Die definitie (de formule was trouwens t1 + (t2 - t1)/2 en dat betekent nog niets zonder de uitleg erbij) werkt prima in elk inertiaalstelsel in de SRT. Waarom vind je dat die definitie niet universeel is?tuander schreef: ↑ma 07 nov 2022, 18:12 Daar komt nog bij, als iemand een andere definitie van gelijktijdigheid geeft is dat ook goed.
Zelfs de definitie T3 = (T2-T1)/2 die alleen in Relativisme werkt (of in een klassiek restframe) is ook welkom in dit topic, al is dat zeker geen universele definitie.
Het is denk ik niet zo dat je kunt kiezen welke methode je kiest: klassieke natuurkunde, SRT, ART. Het is hooguit zo dat in bepaalde situaties (weing zwaartekracht, zaken die relatief lanzaam bewegen tov de lichtsnelheid) de fouten die je maakt zo klein zijn dat je ze mag verwaarlozen tov de ART en je dus kunt kiezen om de SRT of zelfs klassieke mechanica te gebruiken. maar in dit geval waar je praat over ''treinen" die een snelheid hebben van een behoorlijk groot percentage van de lichtsnelheid bedragen, maak je te grote fouten als je klassieke natuurkunde gebruikt ipv SRT. Dan kun je niet anders dan de lichtsnelheid voor alle waarnemers hetzelfde aanmenen=c met alle consequenties die daarbij horen.

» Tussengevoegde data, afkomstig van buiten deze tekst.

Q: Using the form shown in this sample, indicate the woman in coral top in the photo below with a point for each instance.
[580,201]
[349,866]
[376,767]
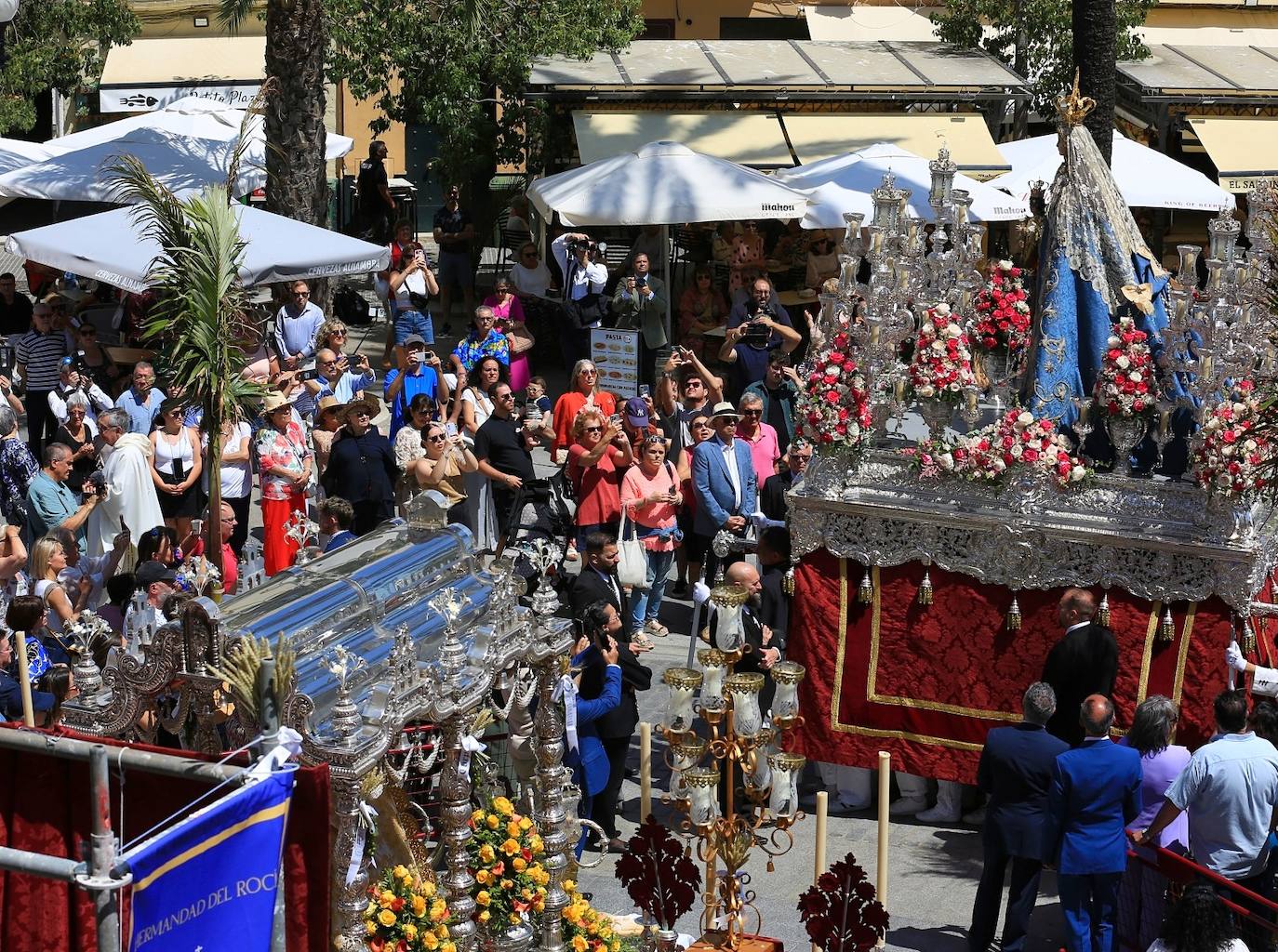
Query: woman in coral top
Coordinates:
[583,389]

als je de (niet bestaande) situatie wilt beschrijven waarbij de lichtsnelheid die een waarnemer meet gelijk is aan c+ de relatieve snelheid van het medium waarin het licht zich voortplant tov de waarnemer, dan het je feitelijk het zelfde gedrag als dat van geluid, maar dan geluid wat met een voortplantings snelheid gaat van 300000km/s in een (in het echt niet bestaand) medium. Dus als je dat op die manier opschrijft dan zou dat toch moeten lukken. Het medium is dan de lucht in de trein of de lucht op e stilstaande aarde Als je dan die methode uitwerkt naast de werkelijkheid waarbij de lichtsnelheid c is voor alle waarnemers, dan kan dat misschien leiden tot beter begrip van de SRT. Maar simpeler is natuurlijk om gewoon de werkelijkheid te nemen waarbij licht zich verplaatst met een snelheid c tov alle waarnemers met dus als onvermijdelijk gevolg dat tijdsverloop niet meer altijd gelijk is.
Als ik daar goed over nadenk heb ik daar zelf ook wel een probleem met. Ik verwijs dan opnieuw naar de wiki pagina over het "hole argument".

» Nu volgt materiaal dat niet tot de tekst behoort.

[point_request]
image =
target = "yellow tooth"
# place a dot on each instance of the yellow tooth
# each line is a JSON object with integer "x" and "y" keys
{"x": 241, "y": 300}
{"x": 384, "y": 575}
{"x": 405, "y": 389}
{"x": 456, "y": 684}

De definitie van gelijktijdigheid was volgens Einstein precies zoals ie voor iedereen is. Iets gebeurt tegelijkertijd. Meer niet.tuander schreef: ↑vr 04 nov 2022, 10:08 Als ik Relativiteitstheorie probeer te begrijpen komt het begrip 'gelijktijdigheid' langs. Mij valt op, en misschien schrijft Einstein dat zelf ook al, dat er niet een heel goede DEFINITIE van GELIJKTIJDIGHEID bestaat. Of in ieder geval niet wordt gegeven door Einstein. Bestaat er wel een algemeen aanvaarde definitie? Of moet die nog gemaakt worden? Ik kan er eigenlijk weinig over vinden.